Yani tek vatan, tek millet, tek bayrak ve tek devlet ilkeleri geçerli değilmiş...
Ya da önceleri geçerli olduğu halde yıkılıp gitmiş ve biz çok vatanlı, çok bayraklı, çok milletli (!) bir yapı içerisinde yaşar olmuşuz da, farkında değilmişiz.
Yarabbim bu nasıl bir mantıktır, nasıl bir sorumsuzluktur...
Başbakanlık makamında oturmakta olan bir devlet adamı bu sözleri nasıl söyleyebilir!

*  *  *

Bir başbakan düşünün ki, ülkesini bölünme ile tehdit ediyor.
Aba altından sopa gösteriyor.
Belki de gayri resmi koalisyon ortağı Devlet Bahçeli’yi yanına daha çok çekebilmek için biraz daha gıdıklamaya çalışıyor.
“Ya bizim istediğimiz başkanlık sistemini kabul edersiniz, ya da Türkiye bölünür” diyor.
Aman Allahım, aklımızı sen koru!
Bugüne kadar bu ülkeye nice iktidarlar, nice devlet adamları geldi geçti...
Çoğunu çeşitli konularda
eleştirdik.
Ancak böylesine ciddiyetsiz, tutarsız ve tehdit dolu lafları bugüne kadar hiçbirinin ağzından duymamıştık.

*  *  *

Bölünürmüşüz!..
Beyefendi sizin göreviniz nedir?
Milleti sopanın ucunu gösterip korkutmak ve tehdit etmek midir, yoksa bölünme tehlikesine karşı (eğer varsa) direnmek ve ne pahasına olursa olsun onu defterden silmek midir?
Peki bizi kim bölecek?
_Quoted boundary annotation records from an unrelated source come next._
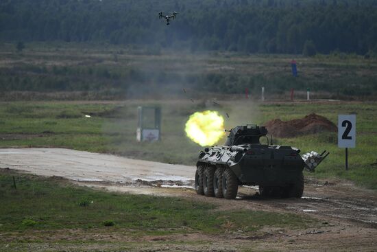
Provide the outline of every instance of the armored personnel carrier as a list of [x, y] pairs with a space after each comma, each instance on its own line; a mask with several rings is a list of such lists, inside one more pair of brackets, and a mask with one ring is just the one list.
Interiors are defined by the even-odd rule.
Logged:
[[[313, 164], [328, 155], [312, 152], [302, 158], [295, 148], [269, 145], [264, 126], [247, 124], [228, 131], [224, 146], [206, 148], [199, 154], [195, 179], [198, 194], [230, 199], [236, 198], [239, 185], [259, 185], [263, 196], [301, 198], [304, 168], [313, 170]], [[263, 137], [267, 144], [260, 144]]]

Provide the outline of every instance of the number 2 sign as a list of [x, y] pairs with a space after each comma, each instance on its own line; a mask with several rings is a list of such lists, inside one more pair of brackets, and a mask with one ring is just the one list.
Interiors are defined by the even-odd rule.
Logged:
[[338, 115], [338, 147], [355, 148], [356, 115]]

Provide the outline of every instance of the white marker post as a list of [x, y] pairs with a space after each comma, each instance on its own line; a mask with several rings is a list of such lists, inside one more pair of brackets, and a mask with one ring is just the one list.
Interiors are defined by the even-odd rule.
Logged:
[[338, 147], [345, 148], [345, 170], [348, 170], [348, 148], [356, 146], [356, 115], [338, 115]]

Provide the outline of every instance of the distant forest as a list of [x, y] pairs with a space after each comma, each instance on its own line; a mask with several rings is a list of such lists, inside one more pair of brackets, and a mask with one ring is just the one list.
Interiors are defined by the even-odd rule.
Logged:
[[[171, 25], [160, 11], [176, 11]], [[0, 40], [377, 53], [377, 0], [1, 0]]]

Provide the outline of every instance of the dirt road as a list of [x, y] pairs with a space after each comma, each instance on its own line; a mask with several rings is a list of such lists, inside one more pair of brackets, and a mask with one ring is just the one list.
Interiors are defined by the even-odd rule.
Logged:
[[[60, 176], [81, 185], [109, 190], [179, 196], [213, 203], [223, 209], [294, 212], [330, 223], [319, 231], [284, 232], [261, 240], [258, 244], [264, 249], [282, 251], [282, 247], [275, 247], [273, 241], [277, 239], [285, 240], [284, 250], [288, 251], [304, 248], [374, 251], [377, 248], [377, 194], [349, 181], [307, 179], [304, 197], [300, 199], [263, 199], [259, 197], [256, 187], [241, 187], [237, 198], [228, 201], [197, 195], [192, 189], [193, 166], [66, 149], [0, 149], [0, 168], [5, 168], [38, 175]], [[290, 243], [293, 240], [297, 242]]]

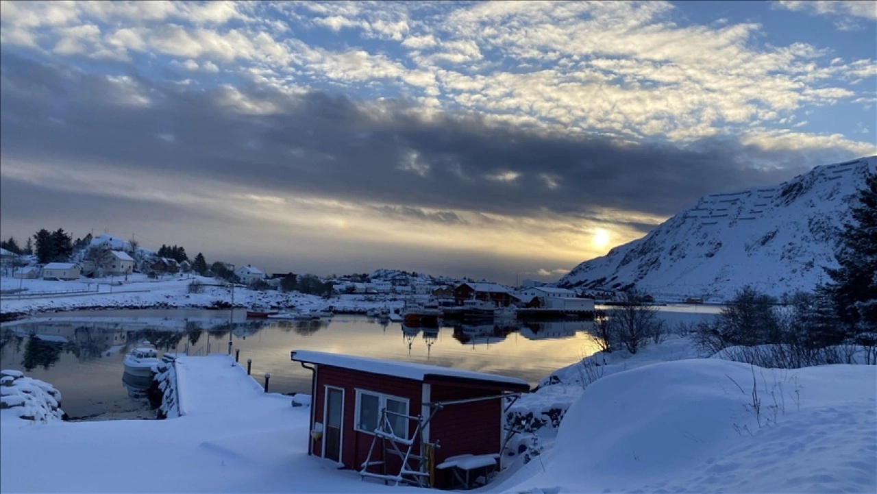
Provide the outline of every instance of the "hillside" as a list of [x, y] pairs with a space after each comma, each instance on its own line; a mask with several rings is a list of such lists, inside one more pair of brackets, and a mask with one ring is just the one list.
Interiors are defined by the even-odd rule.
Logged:
[[774, 187], [702, 197], [642, 239], [586, 261], [558, 284], [617, 290], [635, 283], [657, 299], [724, 300], [751, 284], [774, 296], [809, 290], [836, 267], [838, 233], [864, 186], [871, 156], [820, 166]]

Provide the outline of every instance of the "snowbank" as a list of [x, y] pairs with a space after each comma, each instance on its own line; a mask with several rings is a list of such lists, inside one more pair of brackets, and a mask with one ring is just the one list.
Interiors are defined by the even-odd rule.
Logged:
[[61, 391], [48, 383], [25, 377], [18, 370], [0, 371], [0, 410], [2, 418], [25, 420], [61, 420]]
[[649, 365], [590, 384], [554, 447], [492, 490], [873, 492], [875, 406], [872, 366]]

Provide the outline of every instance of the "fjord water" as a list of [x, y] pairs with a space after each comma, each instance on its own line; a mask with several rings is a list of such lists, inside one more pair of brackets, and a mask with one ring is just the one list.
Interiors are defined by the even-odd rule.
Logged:
[[[701, 316], [695, 308], [665, 311], [667, 319]], [[231, 318], [233, 318], [232, 319]], [[232, 329], [229, 331], [232, 321]], [[273, 392], [310, 392], [310, 372], [289, 358], [310, 349], [466, 369], [520, 377], [535, 385], [552, 371], [599, 347], [590, 321], [443, 326], [411, 328], [365, 316], [329, 320], [246, 319], [244, 311], [141, 310], [43, 315], [0, 331], [0, 367], [51, 383], [71, 417], [146, 418], [148, 402], [123, 380], [125, 354], [148, 341], [160, 352], [227, 354], [239, 349], [260, 383]]]

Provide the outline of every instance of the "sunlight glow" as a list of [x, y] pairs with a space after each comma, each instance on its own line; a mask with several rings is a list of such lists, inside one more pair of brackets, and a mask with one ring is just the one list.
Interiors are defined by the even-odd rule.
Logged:
[[597, 248], [603, 248], [609, 244], [609, 232], [603, 230], [602, 228], [597, 228], [597, 230], [594, 232], [594, 238], [591, 239], [591, 242], [594, 244], [594, 247]]

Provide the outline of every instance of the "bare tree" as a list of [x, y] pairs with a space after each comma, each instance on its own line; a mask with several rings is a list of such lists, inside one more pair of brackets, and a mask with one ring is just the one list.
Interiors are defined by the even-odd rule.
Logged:
[[631, 354], [636, 354], [650, 338], [659, 340], [664, 333], [658, 308], [645, 302], [645, 293], [637, 289], [618, 295], [610, 311], [609, 324], [611, 336]]

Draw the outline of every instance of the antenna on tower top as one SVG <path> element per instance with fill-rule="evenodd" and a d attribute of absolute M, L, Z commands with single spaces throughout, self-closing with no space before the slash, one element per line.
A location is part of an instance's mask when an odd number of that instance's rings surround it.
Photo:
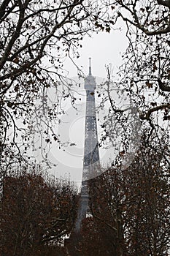
<path fill-rule="evenodd" d="M 89 58 L 89 75 L 91 75 L 91 58 Z"/>

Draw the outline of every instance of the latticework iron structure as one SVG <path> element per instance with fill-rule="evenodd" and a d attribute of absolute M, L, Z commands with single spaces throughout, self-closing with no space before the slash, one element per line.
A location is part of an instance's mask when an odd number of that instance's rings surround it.
<path fill-rule="evenodd" d="M 98 132 L 96 116 L 95 89 L 96 83 L 91 73 L 90 58 L 89 74 L 85 80 L 86 91 L 86 114 L 85 129 L 84 161 L 80 201 L 78 216 L 76 222 L 76 231 L 79 232 L 82 220 L 89 210 L 89 189 L 88 181 L 100 174 L 99 152 L 98 146 Z"/>

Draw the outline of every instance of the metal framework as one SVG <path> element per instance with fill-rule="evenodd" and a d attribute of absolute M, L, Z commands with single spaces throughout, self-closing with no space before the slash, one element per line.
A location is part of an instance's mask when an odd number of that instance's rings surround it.
<path fill-rule="evenodd" d="M 89 189 L 88 181 L 98 176 L 101 173 L 95 105 L 96 83 L 91 73 L 90 58 L 89 60 L 89 74 L 85 80 L 86 114 L 84 161 L 80 201 L 75 226 L 76 232 L 80 231 L 82 220 L 86 217 L 87 214 L 90 213 L 88 206 Z"/>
O güce kim sahip?..
Üç buçuk PKK’mı, yoksa Fetullah mı!

*  *  *

Varsayalım yakın gelecekte başkanlık sistemi şu veya bu nedenle kabul edilmedi. O zaman şunu mu söyleyeceksiniz Türk Milleti’ne:
“Abiler ablalar kusura bakmayın, biz bu tehlikeyi daha önce gündeme getirmiş ve hepinizi uyarmıştık. Elimizden daha fazlası gelmiyor. Madem başkanlık olmadı, şimdi bölünmeye hazır olun!..”
Dedim ya, Allah hepimizin aklını korusun. Amin.